В моем сознании мгновенно всплывают те билеты на поезд: маленькие белые карточки, с аккуратными надписями, что расположились рядом с кошельком в моей сумке.
Откуда они там взялись?
Неужели это я их туда положила?
Зачем?
— Что-нибудь есть по телевизору?
— Джеймс знает о том, что происходит?
Я отрицательно качаю головой:
— Думаю, что нет. Но Адриан обязательно позвонит ему.
Он кивает и берет карамель, кофейную со сливками.
— Хорошо, когда кто-то любит кофейные со сливками, — говорю я.
— Я их не люблю. А ем, потому что их никто больше брать не хочет.

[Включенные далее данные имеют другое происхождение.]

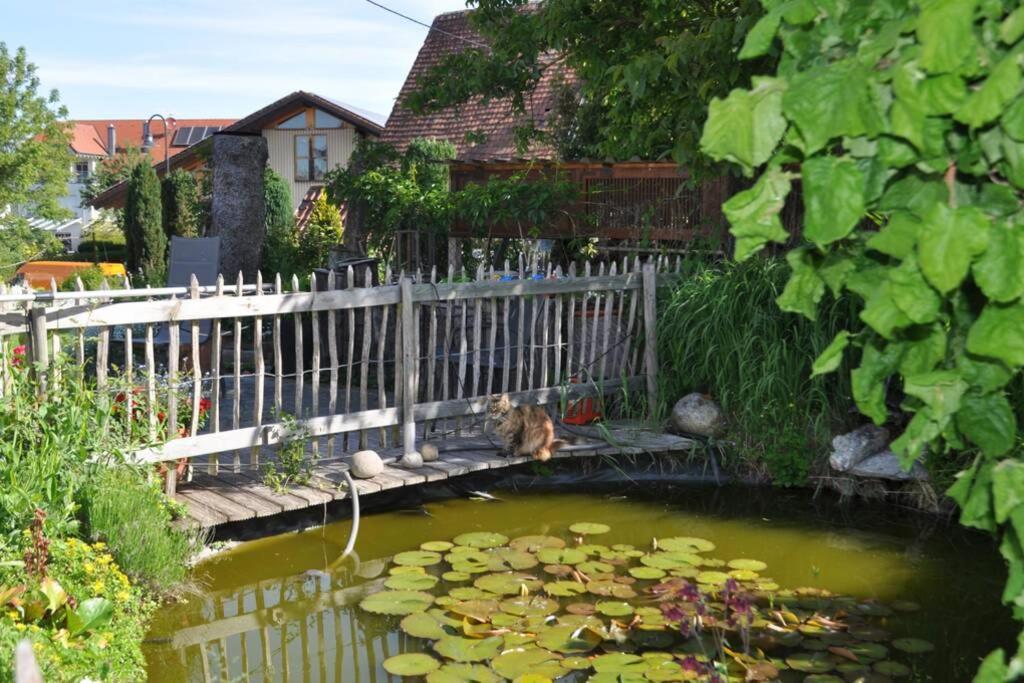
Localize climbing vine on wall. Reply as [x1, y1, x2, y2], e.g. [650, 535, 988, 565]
[701, 0, 1024, 682]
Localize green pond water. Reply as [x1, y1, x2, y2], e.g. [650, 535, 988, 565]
[147, 482, 1016, 683]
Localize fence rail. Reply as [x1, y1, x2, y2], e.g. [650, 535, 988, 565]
[0, 253, 679, 493]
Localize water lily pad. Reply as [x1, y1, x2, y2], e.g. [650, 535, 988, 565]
[398, 612, 444, 640]
[630, 566, 665, 579]
[657, 536, 715, 553]
[697, 571, 729, 586]
[729, 557, 768, 571]
[384, 652, 441, 676]
[544, 581, 587, 598]
[490, 648, 565, 680]
[394, 550, 441, 567]
[359, 591, 434, 614]
[455, 531, 509, 548]
[420, 541, 455, 553]
[893, 638, 935, 654]
[537, 548, 587, 565]
[384, 573, 437, 591]
[569, 522, 611, 536]
[434, 635, 505, 661]
[785, 652, 836, 674]
[499, 595, 561, 616]
[509, 535, 565, 553]
[473, 573, 544, 595]
[873, 659, 910, 678]
[427, 663, 502, 683]
[596, 600, 633, 616]
[537, 626, 603, 654]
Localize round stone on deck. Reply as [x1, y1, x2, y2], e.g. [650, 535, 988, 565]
[351, 451, 384, 479]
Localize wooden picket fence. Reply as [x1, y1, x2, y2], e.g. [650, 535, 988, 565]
[0, 254, 680, 493]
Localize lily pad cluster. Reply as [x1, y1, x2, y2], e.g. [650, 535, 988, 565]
[360, 522, 933, 683]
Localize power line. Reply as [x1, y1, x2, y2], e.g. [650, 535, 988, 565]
[367, 0, 490, 49]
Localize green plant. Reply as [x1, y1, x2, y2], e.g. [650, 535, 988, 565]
[260, 415, 315, 494]
[123, 164, 167, 285]
[701, 0, 1024, 671]
[161, 169, 202, 240]
[657, 258, 856, 485]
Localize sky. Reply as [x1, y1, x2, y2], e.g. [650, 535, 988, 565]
[0, 0, 465, 119]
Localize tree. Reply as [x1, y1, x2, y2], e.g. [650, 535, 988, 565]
[162, 169, 200, 240]
[298, 193, 341, 274]
[406, 0, 775, 176]
[123, 164, 167, 284]
[0, 42, 74, 219]
[701, 0, 1024, 683]
[262, 167, 298, 278]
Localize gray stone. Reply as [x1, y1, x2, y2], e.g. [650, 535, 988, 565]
[672, 393, 725, 436]
[828, 425, 889, 472]
[209, 133, 267, 284]
[351, 451, 384, 479]
[420, 443, 439, 463]
[850, 449, 928, 481]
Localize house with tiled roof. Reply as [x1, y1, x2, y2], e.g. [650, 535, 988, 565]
[381, 9, 573, 162]
[92, 90, 384, 215]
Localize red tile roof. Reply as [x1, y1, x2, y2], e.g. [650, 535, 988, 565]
[381, 10, 574, 161]
[72, 118, 236, 163]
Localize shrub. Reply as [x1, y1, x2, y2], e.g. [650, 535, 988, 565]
[123, 164, 167, 285]
[0, 532, 156, 681]
[658, 258, 859, 485]
[161, 169, 200, 240]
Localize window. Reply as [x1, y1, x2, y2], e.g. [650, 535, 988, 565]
[295, 135, 327, 182]
[278, 112, 306, 130]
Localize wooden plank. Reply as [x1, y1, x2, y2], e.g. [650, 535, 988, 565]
[643, 263, 657, 416]
[309, 272, 321, 458]
[399, 278, 419, 456]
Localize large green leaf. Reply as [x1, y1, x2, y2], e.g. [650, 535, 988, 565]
[953, 52, 1021, 128]
[782, 58, 885, 155]
[956, 392, 1017, 457]
[967, 303, 1024, 368]
[802, 156, 864, 246]
[972, 221, 1024, 302]
[722, 168, 791, 261]
[68, 598, 114, 636]
[992, 460, 1024, 524]
[915, 0, 978, 74]
[700, 78, 786, 171]
[918, 203, 988, 294]
[775, 248, 825, 321]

Мы жуем вместе, и содержимое фирменной тарелки постепенно исчезает. Завтра, когда Сьюзи встанет, она сразу узнает, что я была у них. В гостях я всегда сижу и очень много ем. Хотя есть надежда, что она не будет себя чувствовать настолько хорошо, чтобы заметить, что все съедено.
— С другой стороны, — говорю я, — Адриан сейчас совсем не в Бирмингеме, а в Лондоне.
Джейк кашляет. Мне слышно, как у него откашливается мокрота.
— Нет, он вернулся домой — пришлось уйти с церемонии награждения.
— Но почему?
— Лесли позвонила ему на мобильный телефон. Она подумала, что детей похитили. Понимаешь, люди обычно так и думают, когда не находят своих детей там, где им следует быть.
— Но ведь им же ничего не угрожало, — говорю я.
— Откуда это мог знать Адриан? Вас всех троих могли убить.
— Я написала записку, — сказала я и остановилась. — Хотя на самом деле забыла. — И опускаю глаза под его пристальным взглядом. Врать я умею плохо.
— Достаточно об этом.
— Кто же знал, что Лесли вернется домой так рано? Я все ей собиралась рассказать после того, как дети улягутся спать.
Он выбрал все кофейные карамельки и разложил их в ряд на ручке дивана. Потом начал есть одну за другой, аккуратно разворачивая бумажки и выбрасывая их в мусорную корзину. Не промахнулся ни с одной.